Traffico d’armi, a Roma il caso della Berghinz

Sentito come teste il capitano Pasquariello che condusse le perquisizioni nella caserma

Il caso era scoppiato all’inizio del 2006, con il ritrovamento all’interno della caserma Berghinz di via San Rocco di un centinaio di armi sequestrate agli iracheni in occasione delle missioni “Antica Babilonia 2” (29 settembre 2003 - 6 febbraio 2004) e “Antica Babilonia 4” (23 aprile - 12 settembre 2004). Nella vicenda erano rimasti coinvolti cinque militari del Terzo reggimento guastatori, di stanza in quella stessa caserma: tutti sospettati della presunta importazione illegale di armi dall’Iraq e tutti finiti per questo sotto indagine, nell’inchiesta avviata dalla Procura militare di Padova e transitata, poi, in quelle di Roma e di Cagliari. Fino al successivo approdo alla Procura ordinaria di Udine e al definitivo trasferimento, per competenza territoriale, a quella di Roma.

Dove, qualche mese fa, è cominciato il processo davanti al collegio della Quinta sezione penale. E dove, nella nuova udienza di ieri, è stato sentito in qualità di teste il capitano Fabio Pasquariello, all’epoca comandante del Nucleo operativo del Comando provinciale dei carabinieri di Udine, che effettò le perquisizioni nella caserma e a casa di alcuni degli indagati. Uscito di scena l’allora comandante del Terzo reggimento, colonnello Silvio Zagli, di Udine, con il proscioglimento deciso nel 2009 dal gup di Udine, ad affrontare il dibattimento sono rimasti il generale di divisione Mario Ruggiero, di Roma (difeso dall’avvocato Cinzia Fuggetti), che guidò gli uomini della Berghinz durante la missione in Iraq dal maggio al settembre 2004, il maggiore Stefano Venuti, di Pasian di Prato (avvocato Andrea Mascherin), il maresciallo capo Bruno Garlant, di Coseano (avvocato Alberto Tedeschi), che avrebbero avuto il compito di trasportare e custodire l’arsenale clandestino dall’Iraq all’Italia, e il maresciallo Alessandro Corbia, di Udine (avvocati Guido Jesu e Severino Lodolo).

Lungo l’elenco dei testi chiamati a dibattimento dall’accusa (una trentina) e dalla difesa (25), che ha citato anche l’ex ministro della Difesa e, all’epoca, capo di Stato maggiore della Difesa, Giampaolo Di Paola.
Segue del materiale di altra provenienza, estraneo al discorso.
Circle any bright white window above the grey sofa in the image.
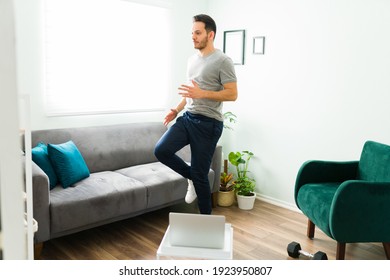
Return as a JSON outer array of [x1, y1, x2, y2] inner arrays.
[[43, 0, 172, 115]]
Invitato a ricostruire le modalità del sequestro delle armi rinvenute alla Berghinz - dai kalashnikov alle pistole semiautomatiche e dai lanciarazzi alle mitragliatrici -, il capitano Pasquariello ha ricordato anche i numerosi reperti archeologici che erano stati trovati in alcune perquisizioni domiciliari e che l’accusa ritiene fossero stati recuperati in Iraq nel corso delle due missioni. Stando all’ipotesi accusatoria, Ruggiero, Venuti e Garlant avrebbero introdotto senza licenza in Italia, su motonavi battenti bandiera italiana impegnate nel trasporto di attrezzature e armamenti del personale delle missioni, armi non costituenti la normale dotazione delle Forze armate nazionali. E lo avrebbero fatto, senza dare luogo alle previste operazioni di distruzione. Ai soli Venuti e Garlant è contestata invece l’appropriazione dei reperti archeologici e la falsa attestazione dell’avvenuta distruzione con brillamento delle armi. (l.d.f.)